In gasoline, the EIA reported an inventory fall of 300,000 barrels for the week to January 15, which compared with a 4.4-million-barrel build for the previous week.
Gasoline production averaged 8.9 million bpd last week, which compared with 7.5 million bpd in the first week of January.
In middle distillates, the EIA reported an inventory increase of 500,000 barrels for last week, compared with a 4.8-million-barrel build for the previous week.
Middle distillates production averaged 4.5 million bpd in the week to January 15. This compared with 4.7 million bpd a week earlier.
U.S. refineries processed 14.8 million bpd last week, which compared with 14.7 million bpd a week earlier. Facilities operated at an average 82 percent of their capacity.
Oil prices have been extra volatile this week as expectations of a fatter U.S. stimulus plan from the Biden administration clashed with concerns about the continuing pandemic and extended or renewed lockdowns.
News that Iran was ramping up its oil production in anticipation of the U.S. lifting sanctions, at the same time, made for a strong downward pressure on benchmarks, with both Brent crude and WTI down by more than 1 percent at the time of writing. Reports of new lockdowns in China added to the pressure.
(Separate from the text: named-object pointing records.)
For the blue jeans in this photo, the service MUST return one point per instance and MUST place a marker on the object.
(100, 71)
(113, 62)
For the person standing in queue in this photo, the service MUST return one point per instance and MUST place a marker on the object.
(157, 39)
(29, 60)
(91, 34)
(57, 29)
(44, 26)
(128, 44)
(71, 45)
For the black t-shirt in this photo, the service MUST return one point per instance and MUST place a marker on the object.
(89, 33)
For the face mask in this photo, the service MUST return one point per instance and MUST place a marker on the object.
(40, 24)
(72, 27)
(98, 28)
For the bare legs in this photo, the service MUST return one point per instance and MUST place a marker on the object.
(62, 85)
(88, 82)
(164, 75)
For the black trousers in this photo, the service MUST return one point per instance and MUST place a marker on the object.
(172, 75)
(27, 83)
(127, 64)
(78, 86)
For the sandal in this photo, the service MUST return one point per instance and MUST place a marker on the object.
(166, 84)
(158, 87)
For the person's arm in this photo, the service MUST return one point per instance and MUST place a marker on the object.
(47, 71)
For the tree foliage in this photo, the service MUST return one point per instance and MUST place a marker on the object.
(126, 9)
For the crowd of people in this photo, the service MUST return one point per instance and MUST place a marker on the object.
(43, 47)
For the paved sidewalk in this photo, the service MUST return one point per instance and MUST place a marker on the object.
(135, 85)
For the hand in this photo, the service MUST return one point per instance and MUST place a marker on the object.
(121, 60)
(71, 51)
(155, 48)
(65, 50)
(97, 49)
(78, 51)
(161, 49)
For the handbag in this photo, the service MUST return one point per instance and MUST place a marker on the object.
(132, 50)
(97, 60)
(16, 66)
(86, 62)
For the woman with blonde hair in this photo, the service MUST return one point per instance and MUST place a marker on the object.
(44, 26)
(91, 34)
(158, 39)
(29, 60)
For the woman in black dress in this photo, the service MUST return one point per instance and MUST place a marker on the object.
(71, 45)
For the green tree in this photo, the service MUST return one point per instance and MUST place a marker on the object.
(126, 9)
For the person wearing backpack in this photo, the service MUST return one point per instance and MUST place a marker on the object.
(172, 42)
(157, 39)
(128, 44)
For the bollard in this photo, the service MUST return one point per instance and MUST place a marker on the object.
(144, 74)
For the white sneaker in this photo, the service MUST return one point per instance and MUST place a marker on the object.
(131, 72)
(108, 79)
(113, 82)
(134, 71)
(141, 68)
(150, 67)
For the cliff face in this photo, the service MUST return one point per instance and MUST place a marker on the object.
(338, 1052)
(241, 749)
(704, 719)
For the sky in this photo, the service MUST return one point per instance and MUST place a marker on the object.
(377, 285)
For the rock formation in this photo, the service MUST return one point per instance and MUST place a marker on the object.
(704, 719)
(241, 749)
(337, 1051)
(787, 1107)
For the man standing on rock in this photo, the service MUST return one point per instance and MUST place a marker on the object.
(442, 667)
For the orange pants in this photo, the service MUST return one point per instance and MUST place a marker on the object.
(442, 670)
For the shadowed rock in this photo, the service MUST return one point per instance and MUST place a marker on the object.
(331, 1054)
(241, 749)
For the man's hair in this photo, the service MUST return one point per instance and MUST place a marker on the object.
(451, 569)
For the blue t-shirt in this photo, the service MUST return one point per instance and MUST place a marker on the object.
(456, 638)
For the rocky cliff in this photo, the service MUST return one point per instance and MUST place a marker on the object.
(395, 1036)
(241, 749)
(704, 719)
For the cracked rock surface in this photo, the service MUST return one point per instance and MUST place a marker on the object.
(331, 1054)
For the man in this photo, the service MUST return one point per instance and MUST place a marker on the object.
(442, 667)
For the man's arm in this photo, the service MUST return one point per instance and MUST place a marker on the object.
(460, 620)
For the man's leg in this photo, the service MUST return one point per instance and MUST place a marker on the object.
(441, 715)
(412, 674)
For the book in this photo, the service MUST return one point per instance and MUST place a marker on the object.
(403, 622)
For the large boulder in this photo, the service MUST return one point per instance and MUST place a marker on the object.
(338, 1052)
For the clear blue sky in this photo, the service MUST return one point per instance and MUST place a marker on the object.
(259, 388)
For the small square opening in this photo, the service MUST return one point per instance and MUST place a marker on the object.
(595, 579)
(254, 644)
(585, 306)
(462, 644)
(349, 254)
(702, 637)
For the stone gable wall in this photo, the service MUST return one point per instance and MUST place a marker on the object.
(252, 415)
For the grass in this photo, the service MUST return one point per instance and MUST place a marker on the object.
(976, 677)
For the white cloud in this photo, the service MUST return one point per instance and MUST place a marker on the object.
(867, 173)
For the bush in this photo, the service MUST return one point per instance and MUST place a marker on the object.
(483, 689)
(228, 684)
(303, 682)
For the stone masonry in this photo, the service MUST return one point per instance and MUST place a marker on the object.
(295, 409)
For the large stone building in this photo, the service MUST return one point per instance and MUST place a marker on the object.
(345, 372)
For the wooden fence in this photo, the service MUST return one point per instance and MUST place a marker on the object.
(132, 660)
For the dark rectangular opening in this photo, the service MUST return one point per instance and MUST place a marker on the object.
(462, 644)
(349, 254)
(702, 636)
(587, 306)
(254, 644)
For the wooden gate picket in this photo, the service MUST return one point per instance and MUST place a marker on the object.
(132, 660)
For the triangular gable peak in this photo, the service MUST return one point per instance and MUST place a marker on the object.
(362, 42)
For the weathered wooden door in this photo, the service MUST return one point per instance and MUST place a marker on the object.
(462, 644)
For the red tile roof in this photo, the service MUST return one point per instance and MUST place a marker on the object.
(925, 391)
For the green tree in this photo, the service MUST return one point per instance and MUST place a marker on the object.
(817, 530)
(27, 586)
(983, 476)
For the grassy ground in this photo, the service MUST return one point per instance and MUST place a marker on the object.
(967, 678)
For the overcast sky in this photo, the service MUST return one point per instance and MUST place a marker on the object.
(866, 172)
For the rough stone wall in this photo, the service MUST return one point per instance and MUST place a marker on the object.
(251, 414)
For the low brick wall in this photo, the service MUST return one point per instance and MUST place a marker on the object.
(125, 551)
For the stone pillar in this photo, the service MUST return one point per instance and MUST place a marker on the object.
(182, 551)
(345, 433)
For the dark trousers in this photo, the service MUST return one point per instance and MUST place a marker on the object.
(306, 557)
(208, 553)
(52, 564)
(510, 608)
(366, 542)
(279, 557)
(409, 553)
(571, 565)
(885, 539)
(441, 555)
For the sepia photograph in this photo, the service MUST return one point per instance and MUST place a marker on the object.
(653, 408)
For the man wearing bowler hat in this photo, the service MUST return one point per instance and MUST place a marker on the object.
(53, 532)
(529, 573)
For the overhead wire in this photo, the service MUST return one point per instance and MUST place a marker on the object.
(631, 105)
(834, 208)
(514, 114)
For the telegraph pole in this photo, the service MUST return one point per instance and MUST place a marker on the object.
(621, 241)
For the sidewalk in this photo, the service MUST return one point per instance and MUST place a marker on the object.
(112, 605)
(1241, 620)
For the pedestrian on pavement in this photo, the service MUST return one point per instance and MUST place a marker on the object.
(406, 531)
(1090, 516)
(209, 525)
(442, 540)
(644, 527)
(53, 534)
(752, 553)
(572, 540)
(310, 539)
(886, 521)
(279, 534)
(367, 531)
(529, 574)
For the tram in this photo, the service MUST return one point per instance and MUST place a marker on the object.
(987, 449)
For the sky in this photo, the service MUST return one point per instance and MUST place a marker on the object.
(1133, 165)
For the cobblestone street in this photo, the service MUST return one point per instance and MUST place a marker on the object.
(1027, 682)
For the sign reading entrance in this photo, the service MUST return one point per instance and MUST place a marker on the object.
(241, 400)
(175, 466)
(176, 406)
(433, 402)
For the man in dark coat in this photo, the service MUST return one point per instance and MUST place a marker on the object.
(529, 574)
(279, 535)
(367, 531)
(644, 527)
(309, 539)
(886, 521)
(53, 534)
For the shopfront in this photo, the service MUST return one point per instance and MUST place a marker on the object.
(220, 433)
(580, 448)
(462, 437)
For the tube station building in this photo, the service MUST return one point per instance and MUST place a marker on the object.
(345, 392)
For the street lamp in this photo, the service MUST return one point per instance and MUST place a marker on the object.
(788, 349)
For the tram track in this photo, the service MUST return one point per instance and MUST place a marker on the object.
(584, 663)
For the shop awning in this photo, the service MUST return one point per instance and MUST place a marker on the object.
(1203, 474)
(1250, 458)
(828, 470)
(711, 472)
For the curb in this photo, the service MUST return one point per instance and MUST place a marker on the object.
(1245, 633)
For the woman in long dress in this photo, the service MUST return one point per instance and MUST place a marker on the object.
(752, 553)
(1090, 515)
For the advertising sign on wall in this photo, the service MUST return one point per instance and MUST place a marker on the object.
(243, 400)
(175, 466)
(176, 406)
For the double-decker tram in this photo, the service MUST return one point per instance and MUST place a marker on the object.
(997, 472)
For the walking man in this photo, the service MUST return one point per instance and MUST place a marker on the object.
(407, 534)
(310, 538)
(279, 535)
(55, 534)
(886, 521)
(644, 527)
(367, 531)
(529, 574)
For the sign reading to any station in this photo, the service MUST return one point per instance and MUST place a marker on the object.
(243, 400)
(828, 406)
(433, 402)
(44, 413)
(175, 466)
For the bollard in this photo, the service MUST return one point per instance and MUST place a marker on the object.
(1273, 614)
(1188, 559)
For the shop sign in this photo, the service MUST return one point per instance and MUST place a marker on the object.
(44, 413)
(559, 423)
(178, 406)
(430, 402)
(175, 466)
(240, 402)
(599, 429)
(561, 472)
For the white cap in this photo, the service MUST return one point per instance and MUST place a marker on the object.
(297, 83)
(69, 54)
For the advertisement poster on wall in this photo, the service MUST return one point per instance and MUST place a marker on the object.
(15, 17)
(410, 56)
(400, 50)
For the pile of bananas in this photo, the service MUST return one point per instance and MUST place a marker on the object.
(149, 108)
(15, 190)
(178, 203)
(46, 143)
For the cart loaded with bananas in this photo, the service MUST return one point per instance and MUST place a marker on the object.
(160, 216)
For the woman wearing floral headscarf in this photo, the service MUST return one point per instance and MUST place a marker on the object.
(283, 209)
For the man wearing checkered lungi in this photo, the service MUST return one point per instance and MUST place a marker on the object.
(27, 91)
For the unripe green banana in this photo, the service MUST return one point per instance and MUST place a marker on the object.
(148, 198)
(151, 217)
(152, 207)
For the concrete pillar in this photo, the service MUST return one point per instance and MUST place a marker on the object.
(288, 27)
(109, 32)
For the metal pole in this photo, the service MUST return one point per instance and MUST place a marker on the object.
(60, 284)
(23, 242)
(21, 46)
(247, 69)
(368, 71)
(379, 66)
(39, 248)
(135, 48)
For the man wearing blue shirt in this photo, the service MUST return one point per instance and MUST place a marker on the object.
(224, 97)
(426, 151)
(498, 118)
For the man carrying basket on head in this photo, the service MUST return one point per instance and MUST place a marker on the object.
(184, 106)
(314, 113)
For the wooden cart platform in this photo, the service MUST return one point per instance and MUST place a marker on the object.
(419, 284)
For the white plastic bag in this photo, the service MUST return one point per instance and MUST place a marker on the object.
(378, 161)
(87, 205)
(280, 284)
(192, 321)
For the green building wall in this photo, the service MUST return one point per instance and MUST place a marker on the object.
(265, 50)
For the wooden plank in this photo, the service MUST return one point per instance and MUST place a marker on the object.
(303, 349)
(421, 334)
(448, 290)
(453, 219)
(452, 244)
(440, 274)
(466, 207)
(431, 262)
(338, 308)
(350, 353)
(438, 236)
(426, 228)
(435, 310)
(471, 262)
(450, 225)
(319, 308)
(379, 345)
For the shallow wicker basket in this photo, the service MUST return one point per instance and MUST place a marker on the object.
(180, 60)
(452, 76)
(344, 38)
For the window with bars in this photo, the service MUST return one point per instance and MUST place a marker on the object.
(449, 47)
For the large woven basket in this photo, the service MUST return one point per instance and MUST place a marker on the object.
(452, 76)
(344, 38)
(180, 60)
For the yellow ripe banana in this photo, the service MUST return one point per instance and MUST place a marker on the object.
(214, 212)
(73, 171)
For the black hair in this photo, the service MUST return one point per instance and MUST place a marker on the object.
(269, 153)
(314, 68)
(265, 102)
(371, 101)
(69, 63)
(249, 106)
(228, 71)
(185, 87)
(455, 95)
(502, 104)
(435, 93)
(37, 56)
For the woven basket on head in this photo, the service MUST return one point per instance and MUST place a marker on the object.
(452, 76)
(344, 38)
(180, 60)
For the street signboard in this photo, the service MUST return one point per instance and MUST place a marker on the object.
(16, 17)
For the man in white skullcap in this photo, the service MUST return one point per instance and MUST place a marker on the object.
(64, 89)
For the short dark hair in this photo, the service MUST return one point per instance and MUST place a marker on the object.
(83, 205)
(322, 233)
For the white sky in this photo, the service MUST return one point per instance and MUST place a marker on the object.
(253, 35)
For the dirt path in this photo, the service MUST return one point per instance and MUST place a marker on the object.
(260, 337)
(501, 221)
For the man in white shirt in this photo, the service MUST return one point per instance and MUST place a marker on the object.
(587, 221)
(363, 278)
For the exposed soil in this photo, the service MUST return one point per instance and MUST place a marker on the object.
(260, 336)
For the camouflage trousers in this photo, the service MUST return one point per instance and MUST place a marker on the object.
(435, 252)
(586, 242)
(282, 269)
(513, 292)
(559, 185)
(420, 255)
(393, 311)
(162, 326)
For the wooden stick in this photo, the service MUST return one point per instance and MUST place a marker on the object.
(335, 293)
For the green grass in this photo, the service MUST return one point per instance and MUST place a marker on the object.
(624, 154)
Related: Can Shale Resist The Lure Of Another Output Surge?
The International Energy Agency earlier this week added fuel to the concerns, revising down its oil demand outlook for this year by 300,000 bpd. The authority said it expected demand to average 96.6 million bpd in 2021, after crashing by an all-time high of 8.8 million bpd in 2020 under the weight of the Covid-19 pandemic.
The agency was upbeat about the second half of the year, however, noting that mass vaccination should spur economic recovery, which will in turn boost oil prices. Nothing is certain, however, as the WHO has meanwhile warned that vaccinations are not a silver bullet solution to the pandemic problem with is chief suggesting social distancing measures will likely stay in place despite vaccinations.